Review
Daylight, Elaine Feinstein, Carcanet £6.95
Elaine Feinstein’s Daylight comes with the Recommendation of the Poetry Book Society and various encomia on the back cover from reviews in the ‘TLS’, ‘London Magazine’ and ‘Financial Times’, so I opened the book with pleasurable expectations. These were disappointed. Almost all of the poems are personal and private. People in them are addressed by their given names so that the reader, unless he or she happens to be familiar with the author’s family and friends, must feel excluded. Most are written in that style which is an unfortunate legacy of the fashion during the past few decades for translating the poetry from other, mainly Central European, languages, into a kind of flat, metreless verse which differs from prose only in that it lacks the fluency and rhythmic suppleness of good prose.

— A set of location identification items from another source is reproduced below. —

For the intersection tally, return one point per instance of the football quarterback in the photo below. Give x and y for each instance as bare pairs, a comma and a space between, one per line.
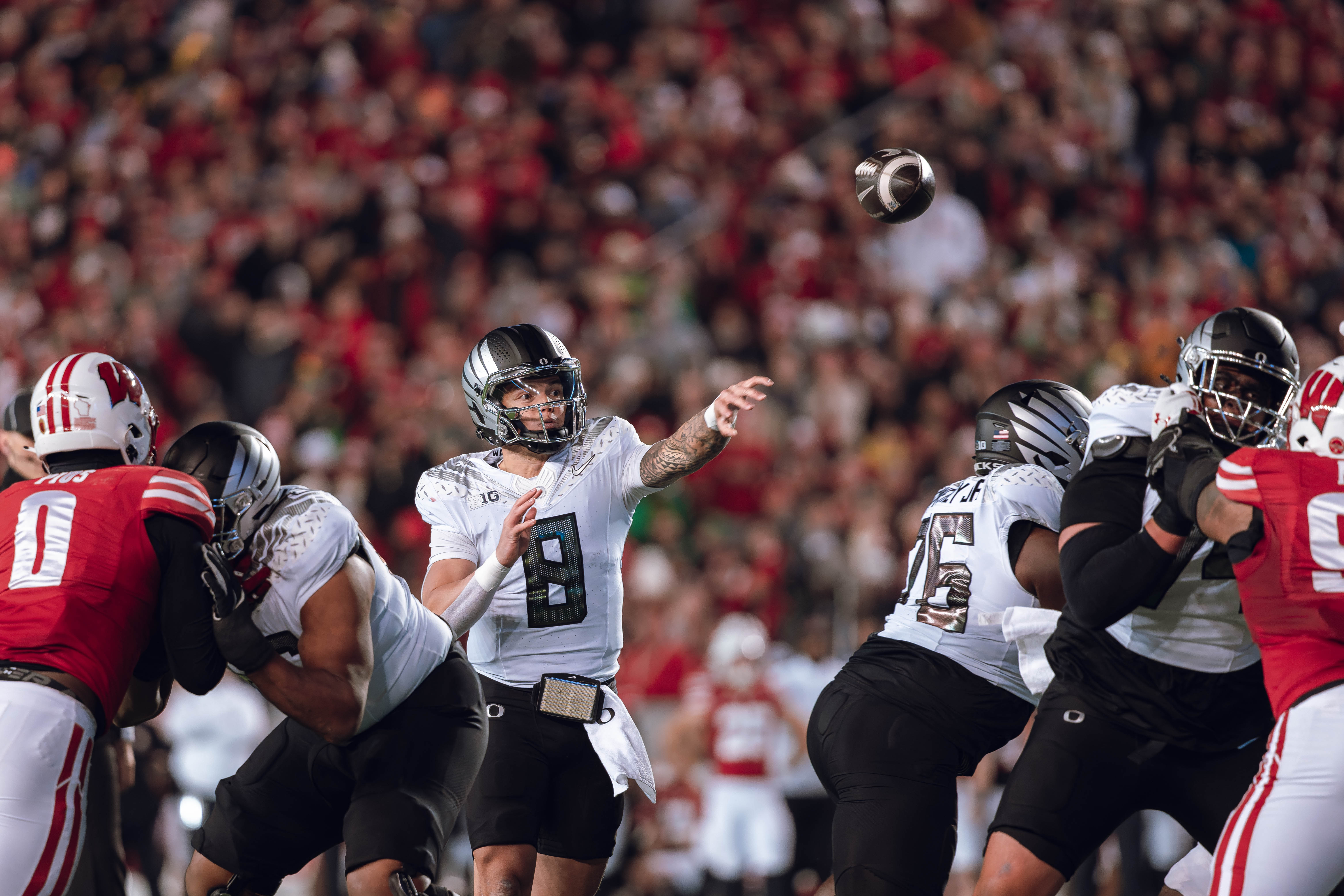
557, 492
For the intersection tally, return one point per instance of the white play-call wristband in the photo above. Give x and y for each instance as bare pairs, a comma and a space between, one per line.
712, 420
491, 574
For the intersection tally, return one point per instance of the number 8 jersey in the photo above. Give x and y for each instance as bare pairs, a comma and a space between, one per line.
960, 570
560, 608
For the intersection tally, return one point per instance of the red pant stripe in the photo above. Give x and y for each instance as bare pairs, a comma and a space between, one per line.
58, 819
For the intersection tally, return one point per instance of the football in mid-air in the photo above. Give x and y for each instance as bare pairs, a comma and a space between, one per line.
894, 186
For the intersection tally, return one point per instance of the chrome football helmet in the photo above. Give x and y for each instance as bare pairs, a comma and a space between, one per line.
525, 358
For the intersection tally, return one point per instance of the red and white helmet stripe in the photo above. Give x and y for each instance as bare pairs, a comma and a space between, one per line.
93, 401
1318, 417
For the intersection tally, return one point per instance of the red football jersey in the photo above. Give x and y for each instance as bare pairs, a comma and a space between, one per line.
78, 576
1292, 586
744, 730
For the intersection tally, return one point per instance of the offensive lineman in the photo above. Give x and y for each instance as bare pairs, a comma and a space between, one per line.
542, 808
924, 700
100, 605
1159, 698
1280, 515
385, 726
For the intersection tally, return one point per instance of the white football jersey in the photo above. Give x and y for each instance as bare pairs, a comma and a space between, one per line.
960, 571
1198, 624
304, 542
560, 606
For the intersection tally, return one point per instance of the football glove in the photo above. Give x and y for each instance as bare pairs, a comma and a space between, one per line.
1182, 463
237, 635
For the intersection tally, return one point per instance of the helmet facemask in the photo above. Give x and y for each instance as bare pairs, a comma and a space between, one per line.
546, 425
229, 516
1242, 401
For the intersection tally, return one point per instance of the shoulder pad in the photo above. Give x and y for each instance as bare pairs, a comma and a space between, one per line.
1027, 475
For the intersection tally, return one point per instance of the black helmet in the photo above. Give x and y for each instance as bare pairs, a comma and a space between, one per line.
17, 417
241, 474
1233, 346
1038, 422
507, 357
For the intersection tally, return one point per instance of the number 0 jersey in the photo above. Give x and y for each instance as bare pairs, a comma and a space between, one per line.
1292, 585
960, 570
560, 608
307, 540
78, 576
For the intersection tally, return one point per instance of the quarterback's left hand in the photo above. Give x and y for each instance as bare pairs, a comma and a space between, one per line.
739, 397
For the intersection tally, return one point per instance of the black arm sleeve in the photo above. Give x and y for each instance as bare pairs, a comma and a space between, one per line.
1109, 569
185, 609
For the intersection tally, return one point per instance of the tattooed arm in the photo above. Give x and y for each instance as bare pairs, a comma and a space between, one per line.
695, 444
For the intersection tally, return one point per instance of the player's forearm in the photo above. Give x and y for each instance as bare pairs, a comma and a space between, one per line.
683, 453
144, 700
1221, 519
319, 699
443, 597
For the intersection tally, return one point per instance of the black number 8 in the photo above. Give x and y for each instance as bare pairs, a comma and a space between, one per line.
542, 574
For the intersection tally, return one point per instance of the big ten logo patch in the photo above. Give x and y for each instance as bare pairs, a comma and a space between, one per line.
482, 499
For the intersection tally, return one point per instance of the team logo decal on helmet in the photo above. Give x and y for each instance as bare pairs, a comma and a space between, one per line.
1318, 420
1038, 422
1242, 367
525, 358
93, 401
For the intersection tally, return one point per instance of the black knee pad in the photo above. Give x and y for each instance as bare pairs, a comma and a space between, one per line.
862, 881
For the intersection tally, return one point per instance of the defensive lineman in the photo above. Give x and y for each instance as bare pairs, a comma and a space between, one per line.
97, 558
385, 726
1159, 699
1279, 512
566, 489
924, 700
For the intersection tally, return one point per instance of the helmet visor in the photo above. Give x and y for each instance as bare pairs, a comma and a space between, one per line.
1242, 403
538, 403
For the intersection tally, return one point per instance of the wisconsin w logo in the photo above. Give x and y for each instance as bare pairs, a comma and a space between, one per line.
120, 382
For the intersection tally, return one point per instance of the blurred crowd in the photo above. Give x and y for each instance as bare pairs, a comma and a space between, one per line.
303, 214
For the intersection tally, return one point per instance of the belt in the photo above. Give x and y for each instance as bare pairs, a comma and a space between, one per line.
11, 672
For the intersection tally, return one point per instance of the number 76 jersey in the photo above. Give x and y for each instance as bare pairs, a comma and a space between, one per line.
560, 608
1292, 585
960, 570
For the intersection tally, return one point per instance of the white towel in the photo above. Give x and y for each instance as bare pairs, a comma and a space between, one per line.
1030, 628
1193, 875
621, 750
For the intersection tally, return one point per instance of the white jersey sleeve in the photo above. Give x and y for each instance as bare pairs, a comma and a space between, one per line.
304, 543
627, 452
961, 578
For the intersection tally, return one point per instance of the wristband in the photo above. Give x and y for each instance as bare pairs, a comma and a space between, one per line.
491, 574
712, 420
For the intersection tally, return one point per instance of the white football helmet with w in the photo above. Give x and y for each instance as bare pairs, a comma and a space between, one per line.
1318, 417
93, 401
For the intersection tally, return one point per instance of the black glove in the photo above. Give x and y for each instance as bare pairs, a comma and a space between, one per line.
1182, 463
238, 637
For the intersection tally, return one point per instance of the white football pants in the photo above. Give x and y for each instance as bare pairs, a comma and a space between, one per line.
745, 828
46, 739
1287, 837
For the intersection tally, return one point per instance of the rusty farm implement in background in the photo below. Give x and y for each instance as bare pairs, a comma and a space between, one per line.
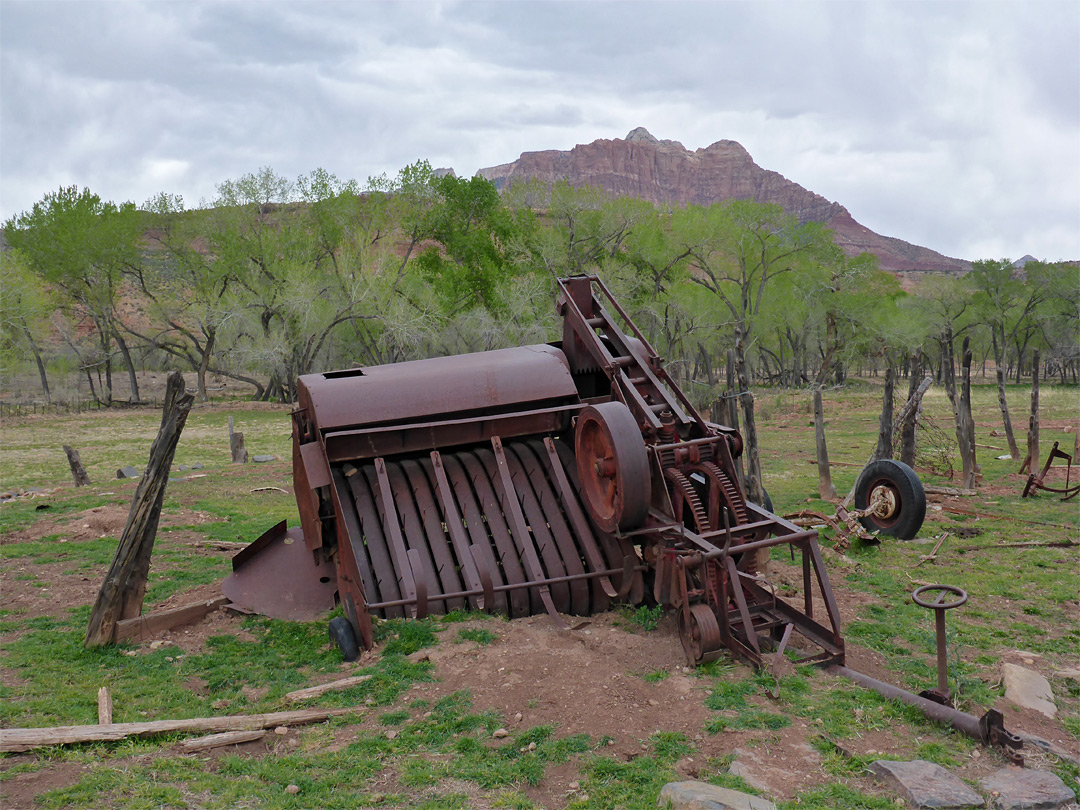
1037, 481
553, 478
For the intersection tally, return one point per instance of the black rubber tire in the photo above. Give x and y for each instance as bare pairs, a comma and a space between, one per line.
905, 485
340, 631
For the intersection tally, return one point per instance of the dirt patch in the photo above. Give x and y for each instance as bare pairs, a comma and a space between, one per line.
21, 790
92, 524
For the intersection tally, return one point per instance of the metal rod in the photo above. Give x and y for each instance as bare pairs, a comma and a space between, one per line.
942, 650
960, 720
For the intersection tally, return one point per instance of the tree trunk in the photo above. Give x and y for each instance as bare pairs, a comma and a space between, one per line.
41, 364
121, 593
132, 379
1033, 420
825, 489
203, 365
754, 490
885, 423
999, 359
731, 403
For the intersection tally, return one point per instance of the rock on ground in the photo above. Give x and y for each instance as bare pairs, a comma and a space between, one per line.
1022, 788
927, 785
702, 796
1028, 689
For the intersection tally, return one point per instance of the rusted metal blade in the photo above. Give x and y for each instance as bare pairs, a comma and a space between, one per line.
274, 576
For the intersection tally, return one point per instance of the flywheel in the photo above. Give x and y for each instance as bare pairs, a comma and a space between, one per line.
613, 467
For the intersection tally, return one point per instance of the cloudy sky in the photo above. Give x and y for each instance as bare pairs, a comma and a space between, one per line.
954, 125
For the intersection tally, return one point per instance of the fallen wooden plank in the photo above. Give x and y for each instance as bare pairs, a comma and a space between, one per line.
104, 706
217, 741
933, 553
1048, 544
24, 739
314, 691
145, 626
932, 489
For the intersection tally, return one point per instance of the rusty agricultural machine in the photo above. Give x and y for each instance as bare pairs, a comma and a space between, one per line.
553, 478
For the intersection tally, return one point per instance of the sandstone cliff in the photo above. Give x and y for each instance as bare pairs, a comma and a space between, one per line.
665, 172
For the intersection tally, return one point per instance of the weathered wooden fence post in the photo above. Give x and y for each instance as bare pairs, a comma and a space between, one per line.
1031, 462
885, 423
825, 489
78, 471
121, 593
237, 446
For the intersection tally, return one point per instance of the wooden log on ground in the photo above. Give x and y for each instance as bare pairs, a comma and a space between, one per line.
932, 489
23, 739
104, 706
146, 626
216, 741
314, 691
121, 593
78, 471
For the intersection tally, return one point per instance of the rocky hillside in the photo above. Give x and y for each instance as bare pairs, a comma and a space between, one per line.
666, 172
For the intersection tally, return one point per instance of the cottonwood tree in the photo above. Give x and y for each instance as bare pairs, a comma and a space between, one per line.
738, 250
25, 307
1004, 305
82, 247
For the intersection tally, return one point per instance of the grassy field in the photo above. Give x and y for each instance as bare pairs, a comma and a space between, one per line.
424, 738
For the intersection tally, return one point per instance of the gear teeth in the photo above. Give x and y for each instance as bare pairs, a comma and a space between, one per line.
731, 494
690, 498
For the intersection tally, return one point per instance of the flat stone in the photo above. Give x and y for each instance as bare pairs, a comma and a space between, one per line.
927, 785
702, 796
1028, 689
743, 771
1023, 788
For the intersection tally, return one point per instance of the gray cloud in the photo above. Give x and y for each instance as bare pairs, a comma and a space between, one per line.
954, 125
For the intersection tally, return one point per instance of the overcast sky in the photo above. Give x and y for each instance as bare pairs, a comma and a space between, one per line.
953, 125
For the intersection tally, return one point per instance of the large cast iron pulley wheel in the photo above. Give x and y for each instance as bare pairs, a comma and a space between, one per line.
613, 467
700, 633
896, 489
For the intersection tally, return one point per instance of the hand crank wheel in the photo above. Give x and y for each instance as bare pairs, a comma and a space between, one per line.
700, 633
613, 467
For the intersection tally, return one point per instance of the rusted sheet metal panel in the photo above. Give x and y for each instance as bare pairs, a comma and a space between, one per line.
388, 441
314, 464
421, 389
275, 577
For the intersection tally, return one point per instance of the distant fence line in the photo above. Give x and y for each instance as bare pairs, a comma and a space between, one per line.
14, 409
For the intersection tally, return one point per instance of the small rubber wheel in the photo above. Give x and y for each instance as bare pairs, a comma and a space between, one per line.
767, 501
340, 631
905, 499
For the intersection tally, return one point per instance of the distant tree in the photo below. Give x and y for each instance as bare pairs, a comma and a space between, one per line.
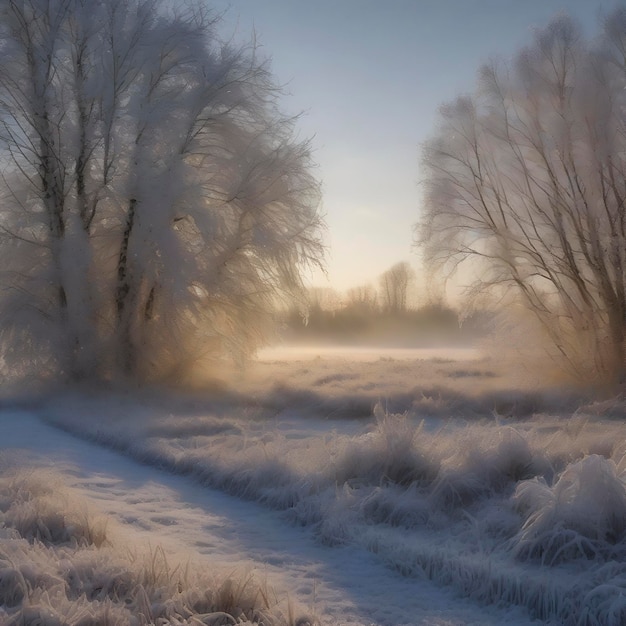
394, 287
362, 299
527, 178
155, 199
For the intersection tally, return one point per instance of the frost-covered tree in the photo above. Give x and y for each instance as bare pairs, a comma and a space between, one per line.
527, 179
156, 200
394, 287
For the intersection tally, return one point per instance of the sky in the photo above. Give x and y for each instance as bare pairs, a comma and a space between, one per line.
368, 77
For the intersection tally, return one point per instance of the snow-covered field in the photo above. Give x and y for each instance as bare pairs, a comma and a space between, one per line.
440, 489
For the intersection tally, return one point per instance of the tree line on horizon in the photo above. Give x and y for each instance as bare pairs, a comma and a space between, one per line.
157, 202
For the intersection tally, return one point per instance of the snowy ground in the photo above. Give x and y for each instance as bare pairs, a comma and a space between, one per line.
475, 505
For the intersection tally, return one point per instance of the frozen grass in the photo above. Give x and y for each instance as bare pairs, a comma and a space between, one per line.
510, 496
59, 564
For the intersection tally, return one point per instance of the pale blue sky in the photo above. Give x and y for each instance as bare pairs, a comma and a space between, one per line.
369, 76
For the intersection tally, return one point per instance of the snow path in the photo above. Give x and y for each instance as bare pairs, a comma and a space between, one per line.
343, 586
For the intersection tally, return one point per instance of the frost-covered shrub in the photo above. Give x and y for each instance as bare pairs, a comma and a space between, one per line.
582, 516
396, 506
483, 462
392, 453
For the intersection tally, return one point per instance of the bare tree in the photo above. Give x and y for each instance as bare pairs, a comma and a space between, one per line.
526, 179
156, 199
362, 299
394, 287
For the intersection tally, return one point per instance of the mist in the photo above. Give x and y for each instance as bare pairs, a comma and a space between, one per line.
190, 433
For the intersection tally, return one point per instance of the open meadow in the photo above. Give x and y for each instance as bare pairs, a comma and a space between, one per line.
322, 486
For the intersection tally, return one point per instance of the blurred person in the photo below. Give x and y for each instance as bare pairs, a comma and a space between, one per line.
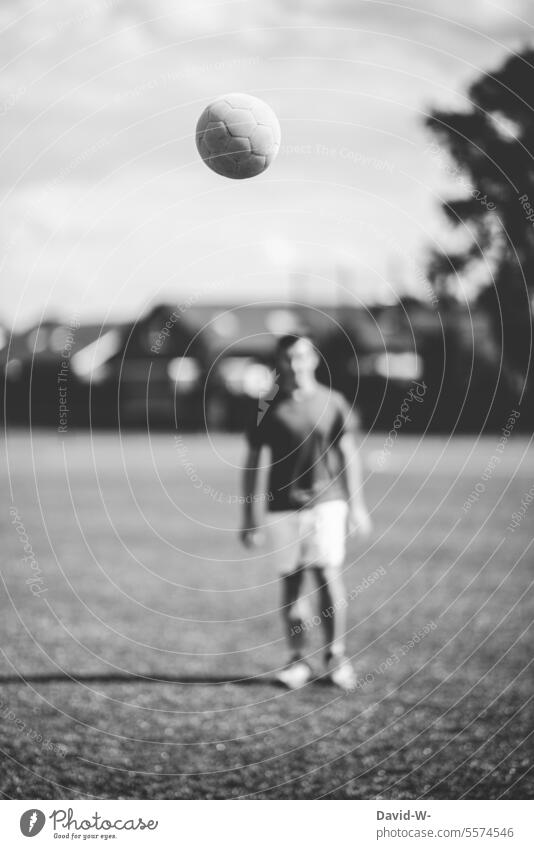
315, 498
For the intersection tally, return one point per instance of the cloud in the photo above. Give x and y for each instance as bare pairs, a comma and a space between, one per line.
99, 104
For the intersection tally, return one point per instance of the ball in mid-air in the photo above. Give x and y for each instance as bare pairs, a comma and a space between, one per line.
238, 136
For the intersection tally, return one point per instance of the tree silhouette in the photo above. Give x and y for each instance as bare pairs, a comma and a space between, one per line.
492, 147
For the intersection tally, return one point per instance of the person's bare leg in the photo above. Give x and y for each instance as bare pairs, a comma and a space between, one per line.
293, 611
333, 611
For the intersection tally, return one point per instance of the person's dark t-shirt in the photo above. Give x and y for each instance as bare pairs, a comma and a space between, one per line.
302, 434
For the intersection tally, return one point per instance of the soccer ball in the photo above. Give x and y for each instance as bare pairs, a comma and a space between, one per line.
238, 136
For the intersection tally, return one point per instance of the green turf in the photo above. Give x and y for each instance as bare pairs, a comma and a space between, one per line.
147, 587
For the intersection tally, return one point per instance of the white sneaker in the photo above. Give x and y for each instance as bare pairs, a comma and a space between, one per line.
295, 675
342, 674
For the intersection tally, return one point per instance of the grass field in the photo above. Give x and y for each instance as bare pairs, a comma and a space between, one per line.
145, 653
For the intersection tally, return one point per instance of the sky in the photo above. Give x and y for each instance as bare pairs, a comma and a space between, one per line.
106, 208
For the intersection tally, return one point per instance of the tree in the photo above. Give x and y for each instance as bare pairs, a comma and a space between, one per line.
492, 147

Here is the last and characteristic stanza of ‘Picnic’, (dedicated to Roy Tommy Eriksen):
His red-haired wife laughs over
sizzling meat. The sunlight is euphoric.
And on the way home the same friend
ignored a painful back to climb over the edge
of a cliff to rescue your lost denture.
This might be of some interest to Roy Tommy Eriksen but I find it difficult to believe that anyone else would wish to read it.
When Feinstein attempts to write in prescribed metre and use a regular pattern of rhymes, as in ‘Wheelchair’, the results are disastrous. Here is what is intended to be a rhymed couplet in lines of seven feet:
We’ve seen coolies who sell goat’s milk and the men who
plundered them
While the ghosts of Maugham and Coward haunt the new
Raffles hotel.
To make metrical sense of that second line you would have to stress the second syllable in Raffles, and the rhyme of them/hotel would have made McGonnegal blush.
In case you should think that I am paying attention only to technique and ignoring the content of the poems, failing to respond to what the Poetry Book Society selectors call ‘...toughly thoughtful meditations on loved people, living or dead’, I can only say that Feinstein’s matter seems to me relentlessly sentimental or banal. Here, as an example, is a dazzling epiphany from ‘Old Movies’:
Now I know: it’s love we crave not sex.